PREFACE
This is the sporadically updated blog of reviews by Harriet, author of In the Aquarium: a londoner's life.
I have kept the reviews separate to enable them to be indexed and therefore more easily accessible (see listing below).
FAVE FILMS DEAD MAN What an idea, the man is dying for almost the entire length of the film, the music is fantastic, its black and white, ideology, mythology, funny, sad, Johnny Depp sex god...
THE DRAFTMAN'S CONTRACT The first Peter Greenaway film I saw and possibly the most accessible. Beautiful set, costumes, direction. Fantastic soundtrack.
MULHOLLAND DRIVE I knew exactly what was going on right up until the last 15 minutes and damn it but then I lost it.
NIGHT ON EARTH Jim Jarmusch made the only film with Winona Ryder worth watching and it had Beatrice Dalle (say no more)
O BROTHER WHERE ART THOU? Roar out loud with laughter and tunes that make you love country music. My sister had to sneak out of the cinema ahead of our dad and me cos she was so embarrassed at our laughing.
ORLANDO Quiet, passionate, time travel.
PITCH BLACK Bails and I watched this with its bleached scenery and its whoar factor star. We LOVED him, Mr Diesel take a bow.
RESERVOIR DOGS Tight Tarantino gang heist gone wrong. Great soundtrack. And there's something about Michael Madson, dancing just before cutting off the cop's ear...
ROMUALD ET JULIETTE Truely lovely romance comedy.
THREE COLOURS TRILOGY Blue, White and Red. I liked them all. Quiet stories, beautifully shot.
THE USUAL SUSPECTS Its a story told. And the first time I saw it I didn't get the twist until just before it happened.
Seen The Reviews
11 April 2004 Starsky and Hutch Wood Green Cineworld
Its not big and its not clever. Its not even funny. Not worth spending good money on. Don't even get it on video. In fact don't even watch it on TV on terrestrial channels.
So there's been this resurgence of the horror movie genre over the last few months. Its one of those funny things about films that once one comes out it seems everyone needs to make one. So you have loads of Vietnam movies, then loads of space movies etc etc. So I suppose it was only a matter of time before Zombie movies were the IN thing. Coinciding with the Zombie thing are a couple of horror movies for those film makers who didn't realise we going through a Zombie phase but wanted to catch the tails of the fright-band-wagon. Incidentally Shaun of the Dead looks funny in its trailers.

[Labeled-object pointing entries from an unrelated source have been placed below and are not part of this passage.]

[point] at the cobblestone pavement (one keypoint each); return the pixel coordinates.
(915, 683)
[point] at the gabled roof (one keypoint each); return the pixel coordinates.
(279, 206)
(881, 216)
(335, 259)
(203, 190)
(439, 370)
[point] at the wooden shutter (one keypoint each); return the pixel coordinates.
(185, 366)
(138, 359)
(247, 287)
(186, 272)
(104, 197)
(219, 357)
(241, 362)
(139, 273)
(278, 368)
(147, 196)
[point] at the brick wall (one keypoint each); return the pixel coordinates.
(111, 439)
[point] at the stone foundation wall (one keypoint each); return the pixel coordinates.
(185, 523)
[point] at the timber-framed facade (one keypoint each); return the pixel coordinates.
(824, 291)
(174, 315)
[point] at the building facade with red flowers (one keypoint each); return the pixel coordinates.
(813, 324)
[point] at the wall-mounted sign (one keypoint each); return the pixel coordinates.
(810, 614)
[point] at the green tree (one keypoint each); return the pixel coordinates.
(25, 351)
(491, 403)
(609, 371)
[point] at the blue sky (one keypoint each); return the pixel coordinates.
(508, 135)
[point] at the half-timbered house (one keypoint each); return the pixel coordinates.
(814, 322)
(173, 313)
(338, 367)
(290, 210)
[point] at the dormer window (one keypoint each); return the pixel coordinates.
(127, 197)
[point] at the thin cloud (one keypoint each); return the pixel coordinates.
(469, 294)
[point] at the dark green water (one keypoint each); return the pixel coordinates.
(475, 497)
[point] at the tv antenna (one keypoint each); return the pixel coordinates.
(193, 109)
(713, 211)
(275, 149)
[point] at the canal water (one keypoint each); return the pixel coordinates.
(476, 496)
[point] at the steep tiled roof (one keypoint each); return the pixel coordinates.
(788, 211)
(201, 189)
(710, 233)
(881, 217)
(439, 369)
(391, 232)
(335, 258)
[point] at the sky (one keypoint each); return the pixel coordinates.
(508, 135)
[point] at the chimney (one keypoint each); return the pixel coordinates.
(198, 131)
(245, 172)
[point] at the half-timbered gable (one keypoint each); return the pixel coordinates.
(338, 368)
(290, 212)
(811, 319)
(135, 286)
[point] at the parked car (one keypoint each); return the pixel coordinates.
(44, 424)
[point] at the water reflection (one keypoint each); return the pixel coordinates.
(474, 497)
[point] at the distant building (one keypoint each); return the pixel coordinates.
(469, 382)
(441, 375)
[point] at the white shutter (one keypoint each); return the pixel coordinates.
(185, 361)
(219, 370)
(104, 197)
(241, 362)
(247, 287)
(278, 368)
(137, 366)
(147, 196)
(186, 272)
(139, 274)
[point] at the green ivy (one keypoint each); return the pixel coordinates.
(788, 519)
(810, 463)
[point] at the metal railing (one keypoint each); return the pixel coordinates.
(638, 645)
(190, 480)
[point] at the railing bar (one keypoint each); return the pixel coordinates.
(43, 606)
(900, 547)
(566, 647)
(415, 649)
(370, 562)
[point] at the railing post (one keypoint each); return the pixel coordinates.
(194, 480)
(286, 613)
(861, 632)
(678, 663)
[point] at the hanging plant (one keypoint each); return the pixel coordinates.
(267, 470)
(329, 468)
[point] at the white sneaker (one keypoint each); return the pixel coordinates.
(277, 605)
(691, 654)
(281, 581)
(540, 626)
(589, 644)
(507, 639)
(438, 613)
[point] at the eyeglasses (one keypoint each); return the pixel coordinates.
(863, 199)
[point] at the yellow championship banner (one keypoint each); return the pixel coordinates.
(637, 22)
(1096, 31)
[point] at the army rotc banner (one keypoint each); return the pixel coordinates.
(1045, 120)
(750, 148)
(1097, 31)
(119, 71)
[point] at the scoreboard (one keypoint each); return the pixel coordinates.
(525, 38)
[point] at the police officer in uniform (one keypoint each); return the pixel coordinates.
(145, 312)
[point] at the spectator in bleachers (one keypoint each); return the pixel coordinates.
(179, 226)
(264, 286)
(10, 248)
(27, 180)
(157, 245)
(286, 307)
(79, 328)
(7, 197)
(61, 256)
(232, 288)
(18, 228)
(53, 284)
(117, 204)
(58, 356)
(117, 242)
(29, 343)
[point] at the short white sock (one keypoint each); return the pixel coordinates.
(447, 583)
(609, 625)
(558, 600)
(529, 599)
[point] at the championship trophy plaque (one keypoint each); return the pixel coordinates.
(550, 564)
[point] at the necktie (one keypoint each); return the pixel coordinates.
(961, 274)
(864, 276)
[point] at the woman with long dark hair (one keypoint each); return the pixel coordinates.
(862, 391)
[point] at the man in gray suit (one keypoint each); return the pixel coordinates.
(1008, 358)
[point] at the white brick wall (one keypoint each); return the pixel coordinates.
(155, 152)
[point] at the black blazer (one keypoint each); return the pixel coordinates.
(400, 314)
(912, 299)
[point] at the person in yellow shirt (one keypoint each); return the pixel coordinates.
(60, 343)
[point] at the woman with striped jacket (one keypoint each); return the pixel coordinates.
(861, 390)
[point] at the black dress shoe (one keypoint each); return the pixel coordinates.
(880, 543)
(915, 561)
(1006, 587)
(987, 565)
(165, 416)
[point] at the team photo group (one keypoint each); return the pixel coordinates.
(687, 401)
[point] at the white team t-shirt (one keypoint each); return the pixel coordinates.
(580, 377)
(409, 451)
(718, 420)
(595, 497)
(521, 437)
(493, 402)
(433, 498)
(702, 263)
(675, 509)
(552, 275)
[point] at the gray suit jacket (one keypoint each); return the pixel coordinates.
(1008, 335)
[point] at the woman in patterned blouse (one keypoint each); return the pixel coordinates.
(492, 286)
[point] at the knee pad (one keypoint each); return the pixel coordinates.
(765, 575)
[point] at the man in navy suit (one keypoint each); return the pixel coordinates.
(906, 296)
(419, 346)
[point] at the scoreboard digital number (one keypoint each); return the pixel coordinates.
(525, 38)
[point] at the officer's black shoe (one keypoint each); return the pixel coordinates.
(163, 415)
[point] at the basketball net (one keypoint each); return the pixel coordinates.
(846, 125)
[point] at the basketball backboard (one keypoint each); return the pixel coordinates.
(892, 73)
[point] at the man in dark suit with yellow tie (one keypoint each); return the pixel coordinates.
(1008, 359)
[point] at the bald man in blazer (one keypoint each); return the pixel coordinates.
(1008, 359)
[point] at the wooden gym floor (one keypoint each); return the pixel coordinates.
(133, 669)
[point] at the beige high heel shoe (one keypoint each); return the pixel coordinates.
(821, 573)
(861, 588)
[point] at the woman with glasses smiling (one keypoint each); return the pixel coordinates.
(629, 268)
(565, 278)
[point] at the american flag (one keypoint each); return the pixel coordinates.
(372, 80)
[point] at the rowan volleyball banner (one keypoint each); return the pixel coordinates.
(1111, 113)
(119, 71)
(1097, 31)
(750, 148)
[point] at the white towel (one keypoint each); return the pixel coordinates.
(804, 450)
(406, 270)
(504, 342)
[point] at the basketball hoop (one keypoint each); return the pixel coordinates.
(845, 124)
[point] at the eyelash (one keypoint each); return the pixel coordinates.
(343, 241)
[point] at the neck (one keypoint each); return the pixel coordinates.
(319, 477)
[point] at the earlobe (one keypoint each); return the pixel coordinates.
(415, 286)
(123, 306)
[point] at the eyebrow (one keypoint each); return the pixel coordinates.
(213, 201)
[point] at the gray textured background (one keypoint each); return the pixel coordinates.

Typical horror setting - everything was grey and dark and it rained incessantly through the whole film. Set in a prison for the criminally insane. Doctors had offices in what looked like cells, the swimming pool had no lighting at all hardly. It was up a steep drive in the middle of nowhere. The penitentiary nurses wore blood red uniforms (and they were all men apart from the one-flew-over-the-cuckoo-nest-nurse-Ratched-esque matron in white). Like anybody would want to work there EVER.
I scare easily at horror movies. Even ones where the shocks are cliches. Its my temperament. Anyway. This film set its scene, crazy patients claiming to be raped by the devil himself every night, psychiatrist played by Halle Berry doing the science on them knowing that they are crazy, married to some top bod in the prison (this was probably the most shocking thing of the film and certainly raised a huge shock then giggle from the audience - cos he was old and ugly and when he kissed her it looked like he was going to eat her face, I expect).
Then through a weird turn of events she found herself an inmate at the prison. The story slowly unwound for the rest of the movie.
However, it was so predictable that approximately 20mins in I knew exactly what was going to happen, why the people who were killed were killed, what was driving it and what the outcome would be. There were a couple of twists added in later but hell even they were easy to figure out.
So it started well but wasn't clever enough to carry it through. It relied heavily on the don't go in there alone factor for scaring you, people falling out of cupboards and jumping out of the dark. A bit of blood. A sliver of religious iconography (always good for a fright). A lot of wild staring women. A bit shit it has to be said.